A Joint Distribution specifies the probability of every possible combination of values for two or more random variables simultaneously. For discrete variables $X$ and $Y$, it is given by the joint PMF $p(x, y) = P(X = x, Y = y)$; for continuous variables, by the joint PDF $f(x, y)$. The joint distribution encodes everything there is to know about the relationship between the variables: their individual behaviours, dependencies, and conditional structure.

From a joint distribution one can recover the marginal distribution of each variable by summing or integrating out the others: $p(x) = \sum_y p(x, y)$ or $f(x) = \int f(x, y),dy$. This operation, called marginalisation, is one of the two fundamental operations of probabilistic inference (the other being conditioning).
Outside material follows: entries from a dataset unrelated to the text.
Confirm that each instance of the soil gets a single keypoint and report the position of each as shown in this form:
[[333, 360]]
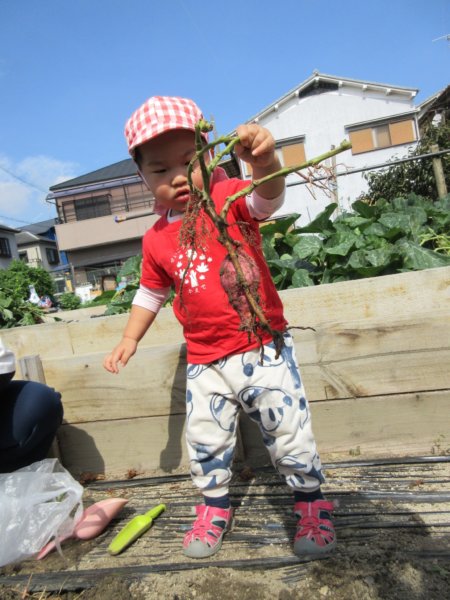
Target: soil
[[393, 531]]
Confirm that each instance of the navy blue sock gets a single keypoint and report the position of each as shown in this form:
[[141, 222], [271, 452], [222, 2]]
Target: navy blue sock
[[220, 502], [308, 496]]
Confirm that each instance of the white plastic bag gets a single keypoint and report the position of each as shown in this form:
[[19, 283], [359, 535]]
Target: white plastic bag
[[37, 503]]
It is central to Bayesian model selection, belief propagation in graphical models, and variational inference.

Joint distributions over high-dimensional random vectors quickly become intractable if treated explicitly—$K$ binary variables have $2^K$ joint states. Graphical models make joint distributions tractable by encoding conditional independence assumptions through graph structure. A Bayesian network factorises the joint as $p(x_1, \ldots, x_n) = \prod_i p(x_i \mid \text{parents}(x_i))$, dramatically reducing the number of parameters. Modern autoregressive models, including large language models, use the chain rule of probability to factorise joint distributions over token sequences.